Il quadro delle condanne – Condannato anche l’ex governatore Nichi Vendola che, accusato di concussione aggravata in concorso, ha ricevuto una pena di 3 anni e 6 mesi, mentre per l’ex presidente della Provincia di Taranto, Gianni Florido, è stato condannato a 3 anni con l’accusa di aver fatto pressione sui dirigenti della sua amministrazione perché concedessero l’autorizzazione all’Ilva per l’utilizzo della discarica interna alla fabbrica. Stessa pena per per l’ex assessore provinciale all’ambiente Michele Conserva. L’ex consulente della procura Lorenzo Liberti ha ricevuto una pena di 15 anni e 6 mesi. Condannato a 2 anni per favoreggiamento anche l’ex direttore di Arpa Puglia, Giorgio Assennato, che aveva annunciato durante il dibattimento di voler rinunciare alla prescrizione e per il quale la procura aveva chiesto 1 anno. Prescritto fu invece dichiarato il reato di favoreggiamento commesso da Nicola Fratoianni, parlamentare di Sinistra Italiana e all’epoca dei fatti assessore regionale nella giunta Vendola: la corte tuttavia lo ha condannato al pagamento delle spese legali nei confronti dei Verdi, partito di Angelo Bonelli, con cui oggi ha stretto un’alleanza.

“Ci furono danni alla vita” – Secondo quanto si legge nei 15 capitoli che compongono il documento, i Riva già dal loro sbarco a Taranto conoscevano la realtà della fabbrica e “hanno messo così in pericolo – concreto – la vita e la integrità fisica dei lavoratori dello stesso stabilimento, la vita e l’integrità fisica degli abitanti del quartiere Tamburi, la vita e la integrità fisica dei cittadini di Taranto. Danni alla vita – scrive la corte d’assise presieduta dal giudice Stefania D’Errico e a latere il giudice estensore Fulvia Misserini – e alla integrità fisica che, purtroppo, in molti casi si sono concretizzati: dagli omicidi colposi, alla mortalità interna ed esterna per tumori, alla presenza di diossina nel latte materno. Modalità gestionali che sono andate molto oltre quelle meramente industriali, coinvolgendo a vari livelli tutte le autorità, locali e non, investite di poteri autorizzatori e/o di controllo nei confronti dello stabilimento stesso”.

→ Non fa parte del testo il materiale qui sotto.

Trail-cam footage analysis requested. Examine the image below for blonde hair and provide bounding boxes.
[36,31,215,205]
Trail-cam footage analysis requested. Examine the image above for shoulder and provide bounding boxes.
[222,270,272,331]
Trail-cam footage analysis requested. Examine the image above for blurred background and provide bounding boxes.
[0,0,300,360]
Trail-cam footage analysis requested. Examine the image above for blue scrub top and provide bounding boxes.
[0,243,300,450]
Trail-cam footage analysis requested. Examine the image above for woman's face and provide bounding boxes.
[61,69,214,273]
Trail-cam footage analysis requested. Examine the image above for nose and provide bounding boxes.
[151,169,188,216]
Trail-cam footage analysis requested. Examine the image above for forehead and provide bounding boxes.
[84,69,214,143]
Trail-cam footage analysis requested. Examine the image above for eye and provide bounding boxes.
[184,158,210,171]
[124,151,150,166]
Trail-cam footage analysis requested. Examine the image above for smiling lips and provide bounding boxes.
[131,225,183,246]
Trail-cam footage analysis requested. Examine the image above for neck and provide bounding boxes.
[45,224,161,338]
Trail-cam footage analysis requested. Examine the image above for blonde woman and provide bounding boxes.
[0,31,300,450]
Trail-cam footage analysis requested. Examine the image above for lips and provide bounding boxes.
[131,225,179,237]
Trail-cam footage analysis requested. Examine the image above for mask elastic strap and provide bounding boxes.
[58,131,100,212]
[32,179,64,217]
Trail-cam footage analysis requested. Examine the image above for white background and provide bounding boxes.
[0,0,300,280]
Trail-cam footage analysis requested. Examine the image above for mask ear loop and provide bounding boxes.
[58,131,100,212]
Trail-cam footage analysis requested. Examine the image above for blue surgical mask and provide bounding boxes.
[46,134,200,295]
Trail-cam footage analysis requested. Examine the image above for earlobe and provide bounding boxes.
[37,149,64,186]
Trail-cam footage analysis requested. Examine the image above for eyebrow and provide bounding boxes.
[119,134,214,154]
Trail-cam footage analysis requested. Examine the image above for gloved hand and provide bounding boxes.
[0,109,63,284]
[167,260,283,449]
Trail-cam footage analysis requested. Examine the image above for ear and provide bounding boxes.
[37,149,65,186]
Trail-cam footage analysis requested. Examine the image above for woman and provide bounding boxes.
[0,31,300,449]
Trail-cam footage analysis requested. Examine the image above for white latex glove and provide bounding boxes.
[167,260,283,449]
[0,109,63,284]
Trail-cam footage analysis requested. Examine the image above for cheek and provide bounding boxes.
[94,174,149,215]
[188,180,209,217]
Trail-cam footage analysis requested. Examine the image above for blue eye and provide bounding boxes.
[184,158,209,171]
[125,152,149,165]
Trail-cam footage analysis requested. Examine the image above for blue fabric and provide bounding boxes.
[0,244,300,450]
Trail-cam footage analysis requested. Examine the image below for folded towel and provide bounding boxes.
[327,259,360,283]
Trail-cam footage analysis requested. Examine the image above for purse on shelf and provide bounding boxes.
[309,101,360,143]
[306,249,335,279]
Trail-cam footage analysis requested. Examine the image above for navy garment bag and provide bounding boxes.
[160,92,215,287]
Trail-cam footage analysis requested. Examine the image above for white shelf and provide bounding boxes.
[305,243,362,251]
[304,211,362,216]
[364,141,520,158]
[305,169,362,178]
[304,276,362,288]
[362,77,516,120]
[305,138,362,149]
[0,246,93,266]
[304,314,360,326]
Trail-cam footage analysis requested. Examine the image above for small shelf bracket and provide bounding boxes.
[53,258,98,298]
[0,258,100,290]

“Controlli pilotati e minacce a chi si ribellava” – La gestione “disastrosa”, si legge nella sentenza, ha “arrecato un gravissimo pericolo per la incolumità-salute pubblica”. Ci sono state condotte “commissive” e “omissive” che hanno portato allo sversamento nell’aria e nell’ambiente di “sostanze nocive” per “la salute umana, animale, vegetale” con la diffusione “nelle aree interne” nonché in quelle “rurali e urbane circostanti”. E l’assenza della registrazione di numerosi superamenti dei limiti di legge, sottolinea la Corte, “non significa che Ilva non inquinasse”. L’interpretazione dei giudici è di segno diametralmente opposto: “Significa invece che Ilva ‘pilotava’ i controlli, che Ilva forniva dati errati o falsi, che Ilva faceva in modo di condizionare gli organi di controllo – già per loro conto privi di mezzi e di risorse -, che Ilva procedeva alla corruzione di consulenti tecnici del pm, che Ilva demansionava, licenziava, minacciava i lavoratori disposti a ‘parlare’ svelando le effettive condizioni di lavoro e le modalità gestionali degli impianti”.

“Interventi ritardati per favorire la produzione” – La Corte d’Assise ha accolto in larga parte la tesi proposta dal pool di magistrati – composto all’epoca dal procuratore Franco Sebastio, dall’aggiunto Pietro Argentino e dai sostituti Mariano Buccoliero, Giovanna Cannarile, Raffaele Graziano e Remo Epifani – sostenendo che il pericolo delle emissioni dell’acciaieria era un dato “notorio”. Un aspetto che, ad avviso dei giudici, è facilmente riscontrabile dai protocolli d’intesa tra i Riva e le istituzioni nonché dai provvedimenti amministrativi: “Attestano in maniera inequivocabile come gli interventi di ambientalizzazione degli impianti, pur avvertiti come imprescindibili e urgenti, siano stati a lungo procrastinati, con la costante e ingiustificata prevalenza delle ragioni della produzione rispetto a altri valori pur costituzionalmente fondanti del nostro ordinamento”. Alla famiglia che gestiva Ilva questo risultano fu possibile anche grazie a “connivenze” che “a vari livelli sono emerse e solo in parte risultano giudizialmente accertate”.